Also, my body became sensitive to any mechanical pressure. Pressing lightly on any part of my body was moderately painful. (When I first realized this, I recalled that, not long after I first got muscle pain and weakness, I’d gotten a massage and found it very unpleasant and uncomfortable, and that incident made more sense in that context.)
I have not gotten any answers from the few doctors I’ve seen. The length of time it’s taken me to book appointments and get referrals has been frustrating. I’ve only seen one neurologist, and that was about 8 months ago. I started seeing a new general doctor (due to last one seeming unconcerned about me) a few months ago; that appointment took me more than a month to get into.

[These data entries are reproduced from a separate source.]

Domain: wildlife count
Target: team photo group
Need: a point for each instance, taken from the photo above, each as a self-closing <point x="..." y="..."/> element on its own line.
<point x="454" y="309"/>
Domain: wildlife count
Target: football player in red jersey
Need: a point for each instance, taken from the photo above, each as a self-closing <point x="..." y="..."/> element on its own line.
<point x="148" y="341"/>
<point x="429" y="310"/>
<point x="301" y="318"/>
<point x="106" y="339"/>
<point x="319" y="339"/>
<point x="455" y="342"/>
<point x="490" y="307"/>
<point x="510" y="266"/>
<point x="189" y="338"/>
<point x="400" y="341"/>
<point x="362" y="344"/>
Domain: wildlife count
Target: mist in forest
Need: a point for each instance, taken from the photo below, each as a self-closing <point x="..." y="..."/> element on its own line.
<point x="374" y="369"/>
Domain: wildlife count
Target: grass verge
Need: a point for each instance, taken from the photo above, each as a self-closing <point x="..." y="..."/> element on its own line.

After that, I had to schedule a new neurologist visit, which I had to wait for for two months; I’m seeing that new doctor next week.
Since then, nothing much has changed. My muscles are essentially always sore with that same strange “corrosive-chemical” feeling. It’s usually very difficult and painful to climb the stairs and get up from chairs and the bed. (This sometimes gets better throughout the day as my body gets used to the exertion.)
Even walking has gotten quite difficult and painful; it’s gotten to point where I dread even doing that; the feeling that my legs are energyless blocks of woods, the pain, the uncomfortable sensation I have of every single little muscle movement. I went once to the gym a few weeks ago and did some stair master stuff, but aside from that the last few months I have not exercised except for light weight lifts and home and stretching. The thought of running or riding a bike, over the last few weeks, has been hard to fathom.
We went to L.A. and walked 5-6 miles last week, and after that my muscles have been the most painful and weak they’ve ever been.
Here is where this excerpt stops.